I think it's great that you have been lucky enough to find such a wonderful man. It's very true that society looks down on these types of relationships, but you should do what makes the two of you happy.

By being with someone who has a more flexible schedule, it helps maintain the sanity and preserve the balance. :thumbup:
 
OP, let me preface this by saying that I think it is wonderful that you have found someone that makes you happy. Being able to attain some amount of balance is very difficult in med school when you stand alone, having someone their to support you and make you realize that although medicine is a huge part of your life, it is still just one part. Balance is a wonderful thing.

I will also say that I have not yet been married, divorced, joined at the hip, etc.
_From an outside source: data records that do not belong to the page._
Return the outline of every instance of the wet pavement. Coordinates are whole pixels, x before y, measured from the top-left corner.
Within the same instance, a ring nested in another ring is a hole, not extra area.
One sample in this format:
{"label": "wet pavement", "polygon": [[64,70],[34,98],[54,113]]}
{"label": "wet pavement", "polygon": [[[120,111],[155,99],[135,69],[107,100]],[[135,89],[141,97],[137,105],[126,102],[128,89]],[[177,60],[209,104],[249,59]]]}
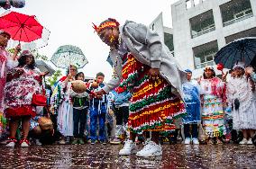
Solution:
{"label": "wet pavement", "polygon": [[145,159],[118,156],[121,145],[1,146],[0,168],[256,168],[252,145],[166,144],[162,147],[162,156]]}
With that said, I am an individual rooted in logic and statistics. Unfortunately, in todays society, when marriages are stressed many of them crumble, this is true to an even greater degree with medicine.
Now, before I go any further, I do not know you, or your husband. But please, do not throw out a blanket statement about me having no idea what I'm talking about and turn a blind eye to my following question.

You say that you support you husband in his endeavors as he supports you in your medical career. But, if the unthinkable occured and he no longer supported you, would you happily hand over half of your net worth? Would you because he did support you during your early career, or would you not because you were the one fighting for your dream and it doesn't appear that he has or will in the near future entitle himself to any of your success?
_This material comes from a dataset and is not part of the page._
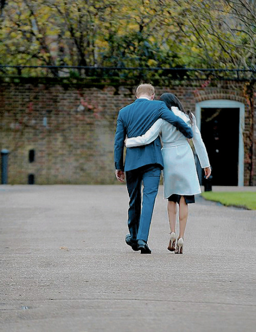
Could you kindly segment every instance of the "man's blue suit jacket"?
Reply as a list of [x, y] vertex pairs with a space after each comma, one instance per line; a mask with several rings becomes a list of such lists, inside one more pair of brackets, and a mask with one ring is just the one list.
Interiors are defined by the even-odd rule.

I thank you for what I hope is an honest response to what I believe is a serious question.

I unfortunately am not impartial in the matter either. My father has divorced three times, and the divorce with my mother was particularly nasty. So I suppose you could say that my idea of the institution of marriage has been compromised.
 
I think this can be a fairly common situation. I will be the breadwinner (if i get there) and I sort of want that. My significant other will get good jobs, and he has a good career, but family members of mine would much prefer me to be a doctor or a dentist. I don't want that. It can be hard to convince people that you're happy, when they have such a distorted view of happiness themselves. Many professional people are driven by money and success, which can be good and bad. I've had to realize myself that different things make different people happy, and you have to accept that. Right now, do what i'm doing, make yourself happy first, but consider your future at the same time. If you have someone that truly respects you and makes you happy, then you are far ahead of many others.
With that said, you do have to consider your other half's financial situation, but don't look down on them for making different choices. Just because we picked a career that happens to make good money, doesn't mean we are better people. Its such a hard situation to be in, I know. But i'm sure you know in your heart what is best for you.